With table structures:
                                    Table "public.meuktracker"
    Column    |          Type          |                        Modifiers
-------------+------------------------+----------------------------------------------------------
  id          | integer                | not null default
nextval('meuktracker_id_seq'::regclass)
  header      | character varying(40)  |
  message     | text                   |
  quote       | text                   |
  versie      | character varying(30)  |
  bron        | character varying(40)  |
  link        | character varying(255) |
  submitter   | integer                | not null
  filegrootte | integer                | not null
  licentieid  | smallint               | not null
  cat         | smallint               | not null
  authorid    | smallint               |
  time        | bigint                 | not null
  linksite    | character varying(255) | not null
  poll        | smallint               |
  embargo     | boolean                |
Indexes:
     "meuktracker_pkey" PRIMARY KEY, btree (id)
     "meuktracker_cat" btree (cat)
     "meuktracker_time" btree ("time")


and

               Table "public.pwproduktrel"
   Column   |     Type     |          Modifiers
-----------+--------------+-----------------------------
  tabel     | character(1) | not null
  tabelid   | integer      | not null
  produktid | integer      | not null
Indexes:
     "pwproduktrel_pkey" PRIMARY KEY, btree (tabel, tabelid, produktid)
     "pwproduktrel_produktid" btree (produktid)
     "pwproduktrel_produktid_meuk" btree (produktid) WHERE tabel =
'm'::bpchar
     "pwproduktrel_produktid_news" btree (produktid) WHERE tabel =
'n'::bpchar
     "pwproduktrel_tabel_image" btree (tabelid) WHERE tabel = 'i'::bpchar
     "pwproduktrel_tabel_produktid" btree (tabel, produktid)
     "pwproduktrel_tabelid" btree (tabelid)
     "pwproduktrel_tabelid_meuk" btree (tabelid) WHERE tabel = 'm'::bpchar
     "pwproduktrel_tabelid_news" btree (tabelid) WHERE tabel = 'n'::bpchar

(yes, I'm trying to figure out the best index combinations here ;-) )
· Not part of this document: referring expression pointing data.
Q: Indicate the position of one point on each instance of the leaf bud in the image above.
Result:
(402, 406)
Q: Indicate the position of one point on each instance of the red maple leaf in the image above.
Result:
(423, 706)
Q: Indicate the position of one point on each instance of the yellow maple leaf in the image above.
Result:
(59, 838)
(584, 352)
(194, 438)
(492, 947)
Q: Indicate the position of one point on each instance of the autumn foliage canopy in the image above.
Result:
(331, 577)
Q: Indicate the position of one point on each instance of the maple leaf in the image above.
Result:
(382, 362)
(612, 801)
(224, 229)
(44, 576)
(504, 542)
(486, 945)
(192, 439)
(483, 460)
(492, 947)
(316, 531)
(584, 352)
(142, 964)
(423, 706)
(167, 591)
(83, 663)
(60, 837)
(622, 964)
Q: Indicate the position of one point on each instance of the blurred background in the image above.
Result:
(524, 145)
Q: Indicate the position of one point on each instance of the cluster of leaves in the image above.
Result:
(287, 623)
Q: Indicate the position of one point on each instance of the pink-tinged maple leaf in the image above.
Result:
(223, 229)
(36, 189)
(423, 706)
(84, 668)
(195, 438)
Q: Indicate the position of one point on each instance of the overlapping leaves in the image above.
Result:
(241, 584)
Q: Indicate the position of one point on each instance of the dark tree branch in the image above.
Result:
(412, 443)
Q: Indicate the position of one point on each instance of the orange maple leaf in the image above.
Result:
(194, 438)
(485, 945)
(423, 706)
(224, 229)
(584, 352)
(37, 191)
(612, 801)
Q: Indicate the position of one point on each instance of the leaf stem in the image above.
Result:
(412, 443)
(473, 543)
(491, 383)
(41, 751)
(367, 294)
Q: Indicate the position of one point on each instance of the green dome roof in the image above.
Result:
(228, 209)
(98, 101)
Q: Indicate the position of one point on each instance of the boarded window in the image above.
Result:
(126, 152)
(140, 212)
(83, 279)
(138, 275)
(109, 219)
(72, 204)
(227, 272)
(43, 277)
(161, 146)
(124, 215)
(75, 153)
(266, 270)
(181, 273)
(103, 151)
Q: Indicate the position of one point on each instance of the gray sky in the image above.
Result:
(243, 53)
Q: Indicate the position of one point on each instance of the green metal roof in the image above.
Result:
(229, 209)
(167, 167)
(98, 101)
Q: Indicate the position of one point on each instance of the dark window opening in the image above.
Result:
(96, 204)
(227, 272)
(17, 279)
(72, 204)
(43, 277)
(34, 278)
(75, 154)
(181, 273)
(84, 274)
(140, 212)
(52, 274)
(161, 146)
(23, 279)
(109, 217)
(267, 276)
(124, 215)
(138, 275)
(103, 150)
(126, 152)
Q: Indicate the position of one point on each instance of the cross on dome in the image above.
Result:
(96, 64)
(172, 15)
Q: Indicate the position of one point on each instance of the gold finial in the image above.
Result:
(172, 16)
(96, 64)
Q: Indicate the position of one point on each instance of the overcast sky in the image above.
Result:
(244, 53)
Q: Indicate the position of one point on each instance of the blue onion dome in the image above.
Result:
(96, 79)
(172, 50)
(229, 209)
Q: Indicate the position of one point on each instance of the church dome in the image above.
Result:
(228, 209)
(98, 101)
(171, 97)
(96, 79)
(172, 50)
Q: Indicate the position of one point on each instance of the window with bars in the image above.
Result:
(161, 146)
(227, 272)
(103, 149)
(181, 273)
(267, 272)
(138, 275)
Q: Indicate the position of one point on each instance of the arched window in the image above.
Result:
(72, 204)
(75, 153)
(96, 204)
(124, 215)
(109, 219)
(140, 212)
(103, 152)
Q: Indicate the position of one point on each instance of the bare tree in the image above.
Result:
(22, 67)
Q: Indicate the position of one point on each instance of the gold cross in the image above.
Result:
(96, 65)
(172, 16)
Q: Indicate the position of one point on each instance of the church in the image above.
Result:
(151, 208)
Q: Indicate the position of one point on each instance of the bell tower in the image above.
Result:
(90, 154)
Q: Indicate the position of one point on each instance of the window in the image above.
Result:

Either of the two selected indexes is useable, but the
pwproduktrel_tabelid_meuk is obviously (much?) smaller in size and
therefore faster to look in, isn't it?

There are 10575 records in meuktracker and 146757 in pwproduktrel of
which 128513 are with tabel = 'm'.

Best regards,

Arjen

Tom Lane wrote:
> "Arjen" <acmmailing@tweakers.net> writes:
>> So, it uses the correct index, but somehow decides to also use the other
>> cat2_... index, which it doesn't need of course.
>
> I've tweaked the heuristics in choose_bitmap_and to (hopefully) work a
> bit better in scenarios like this.  Thanks for the example.
>
>             regards, tom lane
>